РОМАН КАЗИМИРСКИЙ

ЛЮБОВЬ
рассказ


Теплый и близкий, которого нет, поселился в стране, о которой не знаю ни строчки из книги, что в детстве читала мне самая близкая женщина. Мама на завтрак приносит, приносит, приносит, приносит, приносит, приносит – не помню – какие-то блинчики-гренки-яичницу, в школу пешком, это близко, всего-то одна остановка, зима, шарф по самые уши, торопимся – нужно успеть на работу, а вечером дома на ужин вареное что-то в семейном тепле истеричной усталости.
Музыка стонет застеночной фальшью, девчонка соседская режет смычком безответную скрипку. Мечта: поселиться над этой девчонкой, девчонкой, девчонкой, девчонкой, девчонкой, девчонкой, купить барабан и рояль, и гобой, и гитару и каждую ночь собираться с друзьями - терзать инструменты и нервы соседей. Но все это в прошлом, а в будущем нет ни гобоя, ни скрипки - есть только тоска по соседской девчонке, которая вскоре с семьей переехала то ли в Италию, то ли в Испанию. Мы же остались – в соломенном доме, в соломенном доме, в соломенном доме, в соломенном доме, в соломенном доме, в соломенном доме с гудящими трубами, дохлыми мухами в стеклопакетах. И долгие годы мы, как в Мавзолее, смотрели на этих сухих старожилов и ждали, что, может быть, завтра случится волшебное что-то – и мухи проснутся и скажут «спасибо». За то, что мы были настолько ленивы, что просто смотрели на грязные окна и верили, верили, верили, верили, верили, верили в то, что когда-нибудь, может быть, стекла опять станут чистыми-чистыми. Дом наш снесли. Вместе с мухами, детством и старой соломой…

– Вы уверены, что хотите забрать его домой? Вы должны понимать, что здесь мы имеем дело с тяжелым случаем ОКР в сочетании с довольно необычной формой шизофазии. Я прежде не сталкивался с таким случаем. Подумайте еще раз.
– Нет, мы с мужем решили, что сын будет жить с нами. Спасибо вам за все, доктор.

… и все, что осталось, вместилось в мою черепную коробку – как будто бы золотоносная жила, но только без золота и без старателей. Сколько рабочих тележек на рельсах, ведущих по кругу, по кругу, по кругу, по кругу, по кругу, по кругу, скрипящих друг другу о цели конечной, о ценности груза, о смазке, о долге.
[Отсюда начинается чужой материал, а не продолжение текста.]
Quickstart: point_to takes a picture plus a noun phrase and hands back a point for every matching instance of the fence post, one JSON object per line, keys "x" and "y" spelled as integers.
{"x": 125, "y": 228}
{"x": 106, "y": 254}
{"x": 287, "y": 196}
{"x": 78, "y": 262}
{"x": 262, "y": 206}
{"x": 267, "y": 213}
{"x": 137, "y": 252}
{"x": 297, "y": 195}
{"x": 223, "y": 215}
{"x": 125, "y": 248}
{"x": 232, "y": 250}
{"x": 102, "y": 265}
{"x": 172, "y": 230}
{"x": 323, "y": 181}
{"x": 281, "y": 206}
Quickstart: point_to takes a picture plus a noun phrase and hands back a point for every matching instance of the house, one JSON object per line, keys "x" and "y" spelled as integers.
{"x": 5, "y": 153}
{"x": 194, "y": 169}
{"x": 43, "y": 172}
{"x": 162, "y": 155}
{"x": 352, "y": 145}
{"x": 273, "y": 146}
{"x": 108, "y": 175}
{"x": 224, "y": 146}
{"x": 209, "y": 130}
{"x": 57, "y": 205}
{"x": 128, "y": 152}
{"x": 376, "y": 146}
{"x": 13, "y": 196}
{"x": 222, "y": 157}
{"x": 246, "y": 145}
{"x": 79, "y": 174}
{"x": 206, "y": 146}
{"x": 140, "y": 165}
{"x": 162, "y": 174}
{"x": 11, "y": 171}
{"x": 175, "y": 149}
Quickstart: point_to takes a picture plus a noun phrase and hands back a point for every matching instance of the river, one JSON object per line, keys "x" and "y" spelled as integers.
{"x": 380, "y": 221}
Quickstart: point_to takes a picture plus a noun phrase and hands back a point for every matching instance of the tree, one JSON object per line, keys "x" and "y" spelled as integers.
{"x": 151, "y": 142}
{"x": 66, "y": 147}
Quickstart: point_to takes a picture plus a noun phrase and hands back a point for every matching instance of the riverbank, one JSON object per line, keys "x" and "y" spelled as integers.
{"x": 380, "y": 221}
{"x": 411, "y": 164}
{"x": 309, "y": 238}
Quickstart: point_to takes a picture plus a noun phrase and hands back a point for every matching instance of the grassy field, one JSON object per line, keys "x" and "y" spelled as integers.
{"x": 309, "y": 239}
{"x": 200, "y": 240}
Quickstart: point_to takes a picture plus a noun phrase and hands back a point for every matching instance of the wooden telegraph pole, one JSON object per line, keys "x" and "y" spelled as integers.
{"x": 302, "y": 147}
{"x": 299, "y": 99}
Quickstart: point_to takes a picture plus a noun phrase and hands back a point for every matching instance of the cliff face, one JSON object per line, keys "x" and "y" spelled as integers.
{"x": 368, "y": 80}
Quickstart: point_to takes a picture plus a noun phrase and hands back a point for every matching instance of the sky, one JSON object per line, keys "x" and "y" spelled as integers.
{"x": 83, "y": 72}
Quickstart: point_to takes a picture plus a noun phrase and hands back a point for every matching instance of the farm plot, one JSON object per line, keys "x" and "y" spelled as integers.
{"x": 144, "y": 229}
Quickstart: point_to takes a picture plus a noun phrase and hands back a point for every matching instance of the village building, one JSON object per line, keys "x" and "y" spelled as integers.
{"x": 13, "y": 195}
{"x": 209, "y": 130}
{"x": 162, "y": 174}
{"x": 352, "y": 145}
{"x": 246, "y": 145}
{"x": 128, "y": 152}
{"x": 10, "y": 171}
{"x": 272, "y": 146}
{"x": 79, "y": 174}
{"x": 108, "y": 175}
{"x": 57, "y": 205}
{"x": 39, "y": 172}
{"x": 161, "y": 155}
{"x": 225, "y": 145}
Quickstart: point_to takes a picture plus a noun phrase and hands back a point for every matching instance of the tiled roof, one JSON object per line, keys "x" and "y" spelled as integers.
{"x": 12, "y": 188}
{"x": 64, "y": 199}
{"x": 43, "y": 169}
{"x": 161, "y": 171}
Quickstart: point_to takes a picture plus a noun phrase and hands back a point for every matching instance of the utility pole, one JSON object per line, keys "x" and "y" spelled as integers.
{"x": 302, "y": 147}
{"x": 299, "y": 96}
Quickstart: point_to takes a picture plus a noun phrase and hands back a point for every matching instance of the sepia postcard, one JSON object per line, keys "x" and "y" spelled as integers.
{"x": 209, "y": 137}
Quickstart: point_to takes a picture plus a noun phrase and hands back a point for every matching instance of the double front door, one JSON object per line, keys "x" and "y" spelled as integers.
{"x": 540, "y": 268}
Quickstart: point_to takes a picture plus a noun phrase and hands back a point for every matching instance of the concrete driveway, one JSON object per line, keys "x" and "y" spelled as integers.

Я помню тоннель с миллионом дверей – и за каждой толпились какие-то люди. Любили, рожали, искали ключи и когда находили их, то вырезали все новые двери – живые, с глазами, морщинами, мыслями. Мама меня в эту дверь – я не помню, не помню, не помню, не помню, не помню, не помню, какую, столешница цветом неправильным, стулья обычные слишком, на полках нет книжек с картинками, мама, ты стала чужая, чужая, чужая, чужая, чужая, чужая!

– Пойдем, сынок. Папа ждет в машине. Все хорошо. Пойдем, сынок. Пойдем. Пойдем. Пойдем. Пойдем. Пойдем. Пойдем.